FRONTIÈRES MÉDICALES - Congrès mondial de néphrologie

Milan, Italie / 22-26 mai 2009

L’espérance de vie d’un patient dialysé se compare à celle d’une femme atteinte d’un cancer de l’ovaire, cancer dont le pronostic est parmi les plus sombres. Des statistiques américaines peut-être encore plus accablantes montrent que l’insuffisance rénale chronique (IRC) de stade 3 ou 4 est 20 fois plus susceptible d’évoluer vers la mort que vers la dialyse.

De l’avis du Dr Geoffrey Block, directeur de la recherche clinique, Denver Nephrology, Colorado, ce phénomène tient en partie au peu d’importance que l’on accorde à la maîtrise de la phosphatémie aux premiers stades de l’IRC. Même si la phosphatémie est un marqueur peu sensible de l’homéostasie du phosphate, «nous devrions aspirer au maintien de la phosphatémie sous le seuil de 1,13 mmol/L [3,5 mg/dL] chez tous les patients sans exception, souligne-t-il, si ardu que ce soit.»

Il est actuellement recommandé d’intervenir lorsque la phosphatémie excède 4,6 mg/dL (1,48 mmol/L), fait remarquer le Dr Block. Une telle recommandation incite toutefois le médecin à l’inaction tant que la dialyse ne point pas à l’horizon. Or, lorsque le médecin commence à s’inquiéter de la phosphatémie, celle-ci est en hausse depuis déjà de nombreuses années. Il est alors beaucoup trop tard, estime le Dr Block, car toute perturbation de l’homéostasie du phosphate joue un rôle clé dans la survenue d’événements cardiovasculaires (CV), trop souvent responsables du décès prématuré des patients atteints d’IRC.

«À mon sens, l’augmentation constante de la phosphatémie qui caractérise les premiers stades de l’IRC pendant des années favorise l’apparition de calcifications vasculaires et leur progression, car à mesure que progresse le déclin de la fonction rénale, des calcifications sont décelées chez une proportion toujours plus élevée de patients», explique le Dr Block.

En fait, même lorsque leur phosphatémie demeure dans les limites de la normale, les patients en prédialyse sont parfois porteurs de calcifications coronariennes sévères.

Dans les modèles animaux de l’IRC, on réussit à prévenir totalement les calcifications diffuses chez les sujets recevant une alimentation à forte teneur en gras en réduisant la phosphatémie à l’aide de n’importe quel chélateur de phosphate, calcique ou non calcique, indique le Dr Block.

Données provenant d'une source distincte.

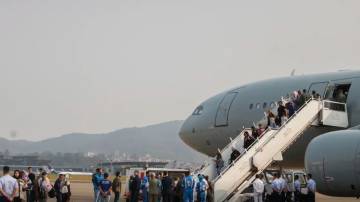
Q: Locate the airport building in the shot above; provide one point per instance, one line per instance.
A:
(122, 166)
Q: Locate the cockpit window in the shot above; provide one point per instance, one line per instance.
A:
(198, 110)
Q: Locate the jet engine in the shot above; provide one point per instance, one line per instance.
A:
(334, 161)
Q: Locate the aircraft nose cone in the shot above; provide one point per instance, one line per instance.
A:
(186, 132)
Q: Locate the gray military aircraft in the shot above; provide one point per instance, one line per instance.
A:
(331, 154)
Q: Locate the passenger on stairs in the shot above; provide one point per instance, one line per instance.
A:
(276, 188)
(297, 186)
(201, 187)
(258, 186)
(260, 131)
(302, 99)
(248, 140)
(254, 133)
(313, 94)
(219, 163)
(271, 119)
(282, 116)
(188, 185)
(311, 185)
(290, 109)
(234, 155)
(284, 189)
(210, 191)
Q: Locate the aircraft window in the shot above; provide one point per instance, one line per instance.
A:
(198, 110)
(338, 92)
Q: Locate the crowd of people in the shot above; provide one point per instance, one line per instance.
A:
(26, 186)
(153, 187)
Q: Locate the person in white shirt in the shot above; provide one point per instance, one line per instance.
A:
(8, 185)
(258, 185)
(276, 186)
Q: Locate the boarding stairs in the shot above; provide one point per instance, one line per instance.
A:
(238, 175)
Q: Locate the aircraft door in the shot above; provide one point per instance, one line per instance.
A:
(222, 113)
(318, 87)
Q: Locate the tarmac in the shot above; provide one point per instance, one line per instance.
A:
(82, 192)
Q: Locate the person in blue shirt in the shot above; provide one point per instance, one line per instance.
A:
(105, 189)
(201, 189)
(311, 185)
(97, 177)
(145, 188)
(188, 185)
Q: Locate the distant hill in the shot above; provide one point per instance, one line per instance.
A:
(160, 140)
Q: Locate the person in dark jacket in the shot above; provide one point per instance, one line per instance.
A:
(58, 186)
(247, 140)
(166, 187)
(234, 155)
(135, 187)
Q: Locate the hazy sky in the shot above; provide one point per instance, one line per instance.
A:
(96, 66)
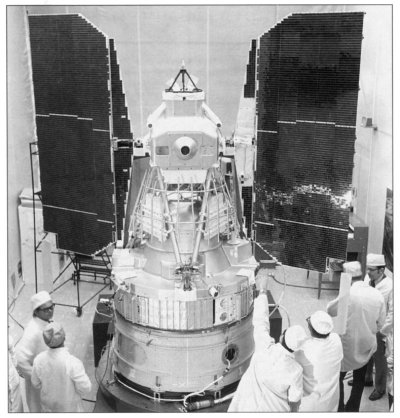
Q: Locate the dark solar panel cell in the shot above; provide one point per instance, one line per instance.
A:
(250, 85)
(308, 70)
(74, 65)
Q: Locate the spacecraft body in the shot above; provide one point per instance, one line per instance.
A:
(185, 281)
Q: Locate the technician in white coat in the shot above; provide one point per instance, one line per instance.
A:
(365, 317)
(60, 377)
(376, 278)
(14, 388)
(321, 357)
(273, 381)
(32, 344)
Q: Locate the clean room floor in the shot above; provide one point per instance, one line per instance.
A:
(299, 301)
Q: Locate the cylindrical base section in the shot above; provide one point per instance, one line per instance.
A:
(182, 362)
(114, 396)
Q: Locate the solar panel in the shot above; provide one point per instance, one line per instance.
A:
(308, 70)
(80, 113)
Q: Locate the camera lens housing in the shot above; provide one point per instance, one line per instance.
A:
(185, 147)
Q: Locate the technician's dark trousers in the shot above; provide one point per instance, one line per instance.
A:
(380, 361)
(353, 404)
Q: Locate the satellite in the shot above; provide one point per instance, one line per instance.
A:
(184, 217)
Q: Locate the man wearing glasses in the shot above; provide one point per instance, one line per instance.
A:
(32, 344)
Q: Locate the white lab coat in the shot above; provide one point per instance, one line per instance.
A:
(28, 348)
(273, 378)
(385, 286)
(61, 379)
(14, 388)
(321, 360)
(365, 317)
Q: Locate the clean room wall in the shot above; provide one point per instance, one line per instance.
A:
(20, 129)
(170, 34)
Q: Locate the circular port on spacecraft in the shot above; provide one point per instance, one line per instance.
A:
(185, 147)
(185, 150)
(230, 354)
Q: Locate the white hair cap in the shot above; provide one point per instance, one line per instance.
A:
(295, 337)
(353, 268)
(376, 260)
(53, 334)
(321, 322)
(40, 299)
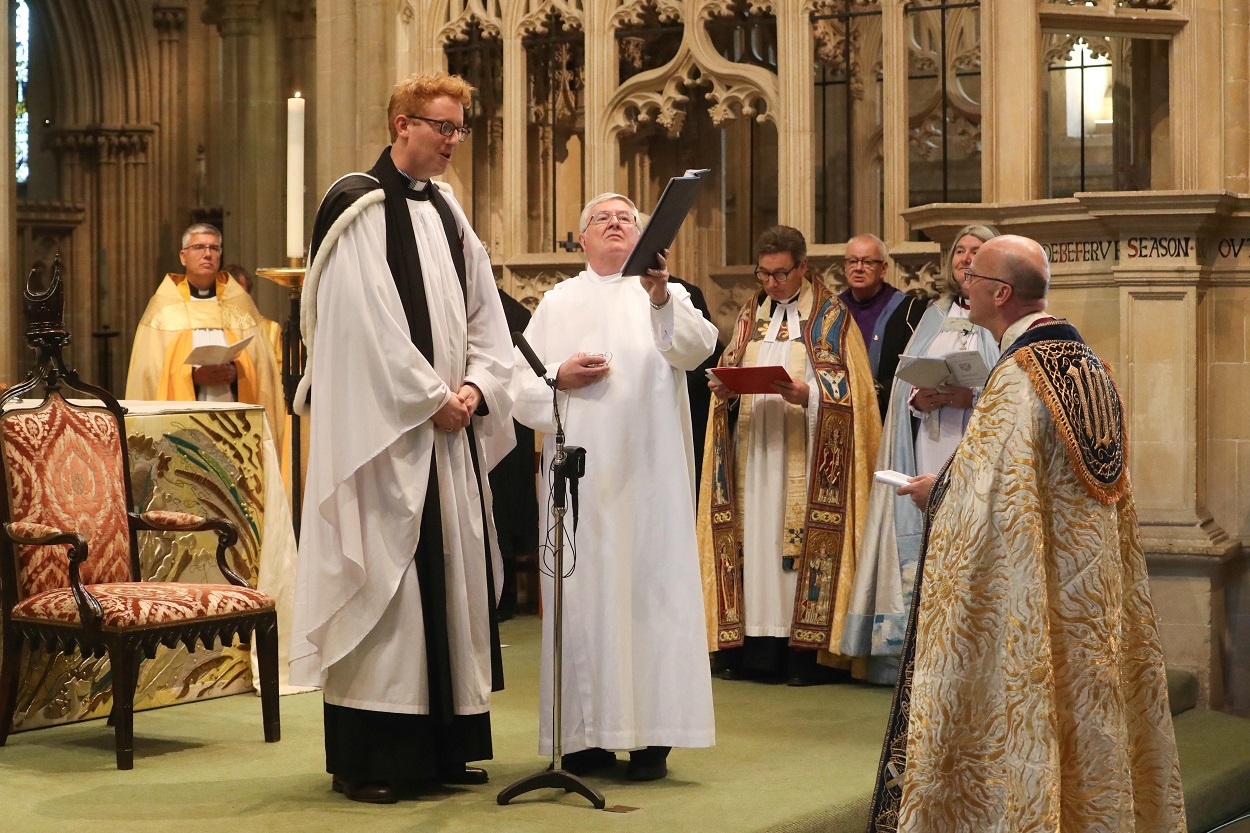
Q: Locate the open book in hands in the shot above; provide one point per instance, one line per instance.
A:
(749, 380)
(959, 369)
(211, 354)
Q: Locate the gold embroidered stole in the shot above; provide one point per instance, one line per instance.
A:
(816, 507)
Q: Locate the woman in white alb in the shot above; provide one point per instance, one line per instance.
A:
(921, 429)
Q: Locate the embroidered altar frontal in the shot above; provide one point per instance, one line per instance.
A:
(203, 462)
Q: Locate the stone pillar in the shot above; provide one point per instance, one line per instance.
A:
(1011, 125)
(1163, 274)
(796, 158)
(10, 282)
(109, 169)
(174, 194)
(239, 24)
(1194, 99)
(894, 120)
(515, 161)
(299, 74)
(1236, 96)
(351, 91)
(599, 76)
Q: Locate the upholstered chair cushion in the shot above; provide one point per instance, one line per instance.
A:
(64, 470)
(149, 603)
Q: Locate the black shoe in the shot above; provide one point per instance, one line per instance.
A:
(648, 764)
(464, 776)
(365, 792)
(588, 761)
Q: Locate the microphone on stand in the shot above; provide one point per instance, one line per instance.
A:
(530, 355)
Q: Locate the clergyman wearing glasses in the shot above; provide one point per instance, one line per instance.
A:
(204, 307)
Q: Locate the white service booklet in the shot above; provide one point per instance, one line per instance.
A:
(210, 354)
(959, 369)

Pour l’instant, aucun organisme ne recommande une phosphatémie de 1,13 mmol/L, comme le préconise le Dr Block. Cela dit, il s’agit d’un seuil important au-delà duquel des événements morbides commencent à survenir, comme on le voit systématiquement dans la littérature. Dans une vaste étude qui regroupait environ 4000 patients atteints d’une maladie CV, «on a observé une augmentation statistique du risque CV, tous événements confondus, lorsque la phosphatémie excédait 1,13 mmol/L», poursuit le Dr Block. On a obtenu des résultats «presque identiques» chez des patients en IRC; en effet, dès lors que la phosphatémie excède 1,13 mmol/L, «on voit le même lien [avec les événements morbides] qu’on observait chez les patients dialysés il y a 13 ans, à cette différence près qu’on le voit maintenant chez des patients non dialysés», ajoute-t-il.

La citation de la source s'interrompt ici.